Hamas considera l’emiro del Qatar un alleato fidato anche perché – come del resto la gran parte degli altri paesi arabi – è apparentemente in “guerra” con Israele, nonostante i numerosi legami economici e gli intensi scambi commerciali non siano stati interrotti, anzi! Tale background può consentire all’emiro del Qatar di assurgere al ruolo di mediatore nello scacchiere mediorientale? Sembra proprio di no.
La Turchia, paese sì musulmano ma non arabo, è più credibile dell’Egitto o del Qatar? Anche in questo caso sembra di no, alla luce anche dei non idilliaci rapporti tra Erdogan e Netanyahu.
In questi ultimi anni il vento della primavera araba e le mobilitazioni popolari non sono riusciti a realizzare – pur spazzando via alcuni dittatori – delle democrazie stabili, ad eccezione della positiva genesi tunisina. Pertanto, in questo frangente, stiamo assistendo a una radicalizzazione violenta delle varie forze politiche all’interno dei singoli paesi.

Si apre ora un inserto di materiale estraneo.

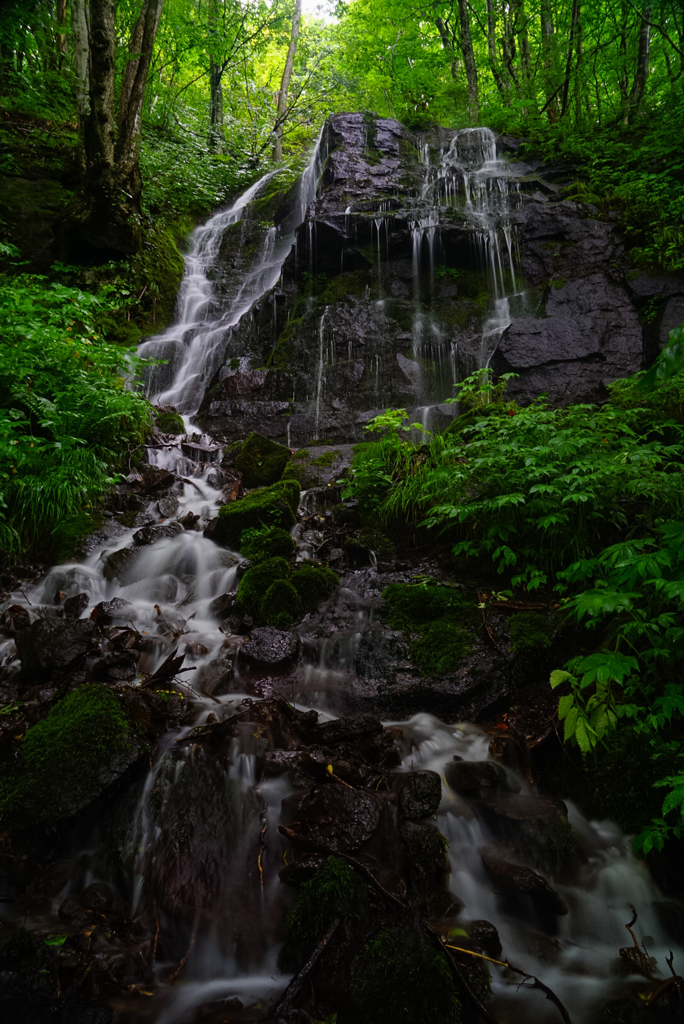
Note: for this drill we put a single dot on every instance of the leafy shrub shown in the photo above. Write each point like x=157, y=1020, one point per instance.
x=68, y=409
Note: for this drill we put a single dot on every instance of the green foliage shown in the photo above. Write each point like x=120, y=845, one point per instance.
x=272, y=506
x=261, y=461
x=314, y=585
x=400, y=978
x=269, y=542
x=69, y=410
x=530, y=632
x=335, y=891
x=67, y=759
x=433, y=619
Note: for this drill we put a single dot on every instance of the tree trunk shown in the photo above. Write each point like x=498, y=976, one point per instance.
x=447, y=45
x=282, y=109
x=502, y=85
x=574, y=20
x=548, y=56
x=469, y=60
x=639, y=84
x=128, y=142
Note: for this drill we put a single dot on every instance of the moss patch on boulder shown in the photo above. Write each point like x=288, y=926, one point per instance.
x=269, y=542
x=436, y=620
x=272, y=506
x=314, y=585
x=83, y=744
x=261, y=461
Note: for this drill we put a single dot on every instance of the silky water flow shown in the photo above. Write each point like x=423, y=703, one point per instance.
x=228, y=872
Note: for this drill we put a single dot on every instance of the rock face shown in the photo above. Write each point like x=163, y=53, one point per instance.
x=409, y=271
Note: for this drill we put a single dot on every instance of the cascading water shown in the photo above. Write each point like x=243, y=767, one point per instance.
x=212, y=825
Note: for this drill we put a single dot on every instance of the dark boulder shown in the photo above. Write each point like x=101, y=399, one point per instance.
x=54, y=643
x=418, y=794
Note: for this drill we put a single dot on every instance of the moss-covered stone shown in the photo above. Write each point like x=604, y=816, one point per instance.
x=336, y=890
x=280, y=606
x=69, y=758
x=400, y=978
x=314, y=585
x=272, y=506
x=530, y=632
x=261, y=461
x=270, y=542
x=256, y=583
x=170, y=422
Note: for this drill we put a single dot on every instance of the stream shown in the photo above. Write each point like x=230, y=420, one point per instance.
x=227, y=870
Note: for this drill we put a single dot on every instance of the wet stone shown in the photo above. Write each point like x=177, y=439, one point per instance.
x=419, y=794
x=337, y=816
x=160, y=531
x=76, y=604
x=269, y=648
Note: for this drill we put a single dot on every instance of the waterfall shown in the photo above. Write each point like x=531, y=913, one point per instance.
x=194, y=346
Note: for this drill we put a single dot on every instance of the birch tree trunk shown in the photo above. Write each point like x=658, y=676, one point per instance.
x=282, y=109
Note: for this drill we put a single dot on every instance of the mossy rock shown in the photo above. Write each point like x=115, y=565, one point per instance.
x=83, y=744
x=530, y=632
x=272, y=506
x=261, y=461
x=256, y=583
x=400, y=978
x=314, y=585
x=280, y=606
x=335, y=891
x=270, y=542
x=170, y=423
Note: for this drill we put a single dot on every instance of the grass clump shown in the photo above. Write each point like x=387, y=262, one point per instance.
x=530, y=632
x=69, y=758
x=261, y=461
x=400, y=978
x=272, y=506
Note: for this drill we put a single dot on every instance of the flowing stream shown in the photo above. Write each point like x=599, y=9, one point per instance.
x=234, y=936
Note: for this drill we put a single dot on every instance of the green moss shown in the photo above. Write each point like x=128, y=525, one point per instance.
x=335, y=891
x=170, y=423
x=437, y=621
x=314, y=585
x=256, y=582
x=530, y=631
x=440, y=648
x=270, y=542
x=400, y=978
x=261, y=461
x=280, y=606
x=272, y=506
x=68, y=758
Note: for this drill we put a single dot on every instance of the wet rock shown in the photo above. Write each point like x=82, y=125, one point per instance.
x=74, y=913
x=339, y=817
x=485, y=937
x=269, y=648
x=424, y=857
x=76, y=604
x=419, y=794
x=477, y=777
x=168, y=506
x=160, y=531
x=98, y=897
x=107, y=611
x=515, y=879
x=537, y=825
x=14, y=619
x=54, y=643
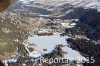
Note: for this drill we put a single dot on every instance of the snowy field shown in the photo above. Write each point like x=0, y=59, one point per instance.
x=49, y=42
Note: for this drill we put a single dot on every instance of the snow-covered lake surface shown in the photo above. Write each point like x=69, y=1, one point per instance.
x=49, y=42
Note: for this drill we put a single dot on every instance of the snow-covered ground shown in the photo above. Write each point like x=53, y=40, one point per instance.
x=49, y=42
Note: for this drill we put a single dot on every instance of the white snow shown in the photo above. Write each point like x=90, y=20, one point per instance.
x=49, y=42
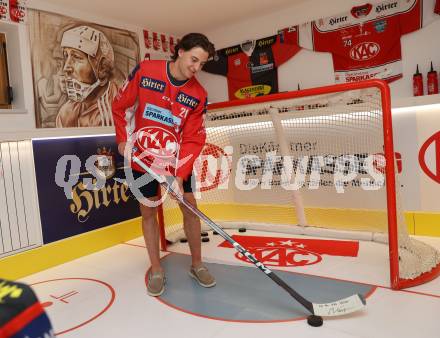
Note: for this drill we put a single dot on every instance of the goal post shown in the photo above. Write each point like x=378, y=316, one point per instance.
x=314, y=162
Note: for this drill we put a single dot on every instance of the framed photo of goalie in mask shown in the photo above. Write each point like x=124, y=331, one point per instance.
x=78, y=68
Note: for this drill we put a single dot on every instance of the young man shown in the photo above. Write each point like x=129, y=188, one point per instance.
x=160, y=111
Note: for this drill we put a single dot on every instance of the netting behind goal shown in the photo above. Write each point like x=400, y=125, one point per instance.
x=315, y=162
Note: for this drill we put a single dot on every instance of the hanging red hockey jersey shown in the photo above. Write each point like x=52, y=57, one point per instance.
x=164, y=119
x=251, y=67
x=365, y=42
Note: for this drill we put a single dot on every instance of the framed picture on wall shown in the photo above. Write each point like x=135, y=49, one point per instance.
x=78, y=68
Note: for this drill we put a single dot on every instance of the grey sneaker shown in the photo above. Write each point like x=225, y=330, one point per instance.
x=202, y=276
x=156, y=284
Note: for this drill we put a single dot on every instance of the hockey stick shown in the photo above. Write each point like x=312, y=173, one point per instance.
x=337, y=308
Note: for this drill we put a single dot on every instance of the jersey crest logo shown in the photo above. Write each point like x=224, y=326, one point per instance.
x=153, y=84
x=364, y=51
x=380, y=26
x=157, y=142
x=264, y=59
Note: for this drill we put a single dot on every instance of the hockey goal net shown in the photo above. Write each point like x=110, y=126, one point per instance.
x=316, y=162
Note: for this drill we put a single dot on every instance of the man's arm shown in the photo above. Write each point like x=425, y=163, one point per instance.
x=193, y=140
x=122, y=115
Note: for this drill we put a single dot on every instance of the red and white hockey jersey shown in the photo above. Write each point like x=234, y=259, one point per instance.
x=163, y=117
x=365, y=42
x=252, y=71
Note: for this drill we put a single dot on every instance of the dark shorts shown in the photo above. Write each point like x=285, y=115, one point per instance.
x=150, y=189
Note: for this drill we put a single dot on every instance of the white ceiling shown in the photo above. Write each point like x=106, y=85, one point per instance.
x=178, y=16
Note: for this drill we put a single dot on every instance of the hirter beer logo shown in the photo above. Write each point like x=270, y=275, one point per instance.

Le prospettive a medio termine di una riappacificazione nell’area non sembrano essere incoraggianti, come altrettanto difficile appare la possibilità di una mediazione da parte dell’Egitto, nonostante l’impegno in prima persona di el Sisi e del suo Ministro degli Esteri Sameh Shoukry.
La difficoltà della mediazione, in definitiva, è un altro negativo lascito dell’illusione della primavera araba quale strumento per un passaggio indolore dai regimi dittatoriali alle democrazie.